A CARLISLE-BASED academic says new research could change our complete outlook on how we approach coronavirus.

Dr John Campbell, who lives in the Lowry Hill area of the city, is a retired nurse teacher and A&E nurse who now creates educational videos which are watched by millions every month.

The academic - who has studied diseases all his life - was speaking after the Prime Minister's announcement of new coronavirus restrictions that will come into force on Monday aimed at tackling the rising number of cases.

The law on the legal limit on social gatherings will be reduced from 30 to six. It will apply both indoors and outdoors – including private homes, as well as parks, pubs and restaurants.

Gatherings of more than six will be allowed where the household or support bubble is larger than six, or where the gathering is for work or education. Exemptions will apply for weddings, funerals and Covid-secure organised team sports, with a full list yet to be published.

Dr Campbell believes the changes will be enough to help slow the rate of transmission but they are only part of the jigsaw.

“It needs to be done in combination with everything like wearing face masks, washing hands and keeping distance,” he explained.

“We have previously thought that wearing masks reduces the viral load, that wearing marks stop the infected person letting out the virus, but isn’t going to stop me from catching it.”
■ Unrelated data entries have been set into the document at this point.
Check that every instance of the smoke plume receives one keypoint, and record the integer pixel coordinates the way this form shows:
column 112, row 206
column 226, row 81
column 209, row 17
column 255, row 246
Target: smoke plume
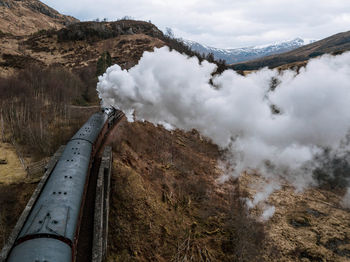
column 279, row 124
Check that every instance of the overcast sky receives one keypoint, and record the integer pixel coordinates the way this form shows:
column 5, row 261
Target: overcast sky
column 223, row 23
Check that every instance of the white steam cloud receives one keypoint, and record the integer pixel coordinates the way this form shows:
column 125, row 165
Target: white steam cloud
column 272, row 122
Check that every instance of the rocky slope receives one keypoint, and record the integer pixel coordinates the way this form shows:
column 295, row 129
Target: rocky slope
column 167, row 202
column 79, row 45
column 29, row 16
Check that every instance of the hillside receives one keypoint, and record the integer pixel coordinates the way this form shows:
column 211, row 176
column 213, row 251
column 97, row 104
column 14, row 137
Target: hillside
column 334, row 44
column 29, row 16
column 167, row 201
column 79, row 45
column 247, row 53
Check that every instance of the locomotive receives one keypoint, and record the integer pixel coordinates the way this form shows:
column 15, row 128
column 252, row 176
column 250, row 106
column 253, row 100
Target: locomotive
column 51, row 230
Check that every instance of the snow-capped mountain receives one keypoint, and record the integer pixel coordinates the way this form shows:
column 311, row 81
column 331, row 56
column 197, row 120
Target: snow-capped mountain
column 247, row 53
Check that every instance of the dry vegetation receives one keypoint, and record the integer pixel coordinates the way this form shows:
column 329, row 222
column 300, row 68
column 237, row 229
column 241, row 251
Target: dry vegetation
column 167, row 205
column 35, row 108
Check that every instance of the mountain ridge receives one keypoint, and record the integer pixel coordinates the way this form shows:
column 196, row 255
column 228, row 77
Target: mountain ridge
column 29, row 16
column 236, row 55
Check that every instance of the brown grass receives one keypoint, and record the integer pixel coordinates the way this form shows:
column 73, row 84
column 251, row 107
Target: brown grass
column 167, row 206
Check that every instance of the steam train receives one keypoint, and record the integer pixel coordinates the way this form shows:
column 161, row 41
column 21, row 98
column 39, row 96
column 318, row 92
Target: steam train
column 51, row 230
However, Dr Campbell points to research by infectious disease doctor and Professor of Infectious Diseases at University of California Monica Gandhi, that suggests that wearing a mask could reduce the number of particles that come into contact with your nose and month, and that less particles result in a less serious disease.

She says that a mask may not prevent you from becoming infected but that it could be the difference between having mild symptoms or no symptoms at all and being hospitalised with the virus.

Dr Campbell is also urging people to think about ventilation.

“What is not happening anywhere enough is ventilation,” he explained. “The message about masks indoors, about washing hands and about social distancing is fine, but the message hasn’t got out there about ventilation. Areas with a breeze blowing through dilute the viral load.”

In other words, the concentration of coronavirus particles in the air is lower when there is a breeze to dilute it.

“We need ventilation in restaurants, pubs and shops,” continued Dr Campbell.

Meanwhile, ambitious mass testing plans would cost as much as £100 billion, according to reports.

Leaked documents seen by the BMJ suggest the "Operation Moonshot" project - which would see millions of UK-wide daily tests - could have a price tag close to the £114 billion budget given to NHS England in 2018/19.